But about the time she started to feel as if she might just become a real New Yorker, she faced a new quandary: Air America was floundering and Mr. Franken decided to move the show to Minnesota. Having faced down her Manhattan crisis, she wasn't quite ready to face midlife back in the Midwest. Emboldened by her book contract, and facing a looming deadline, she quit her job at Air America and started hitting the keyboard.It's good to find the NYT admitting that AAR was "floundering", but I'm going to guess that the details of her departure were a bit more complicated.
But decorating this apartment would be almost superfluous. The whole point of the place is the view, the light, the Village spread below.
On a late winter afternoon the living room is overwhelmed by light that can be described only as blinding. As the minutes pass into dusk, the apartment is suffused with pink. Out the window, the Hudson turns deep slate before the setting sun.

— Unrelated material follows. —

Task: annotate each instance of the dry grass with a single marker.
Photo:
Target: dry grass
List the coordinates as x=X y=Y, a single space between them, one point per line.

On a recent afternoon Ms. Lanpher doffed a dowdy apron to cook chicken with 40 cloves of garlic — "the garlic was billed as both purple and French," she said, "so, foodie that I am, I had to buy it" — that would be her contribution to a going-away party for one of her doormen. This perfect use of Midwestern manners in a Manhattan context shows how she's adapted — to a new city, a new job and, now, life in Manhattan without a job.
The second half of her life is unfolding in mysterious ways. And she's letting it happen from a really nice perch.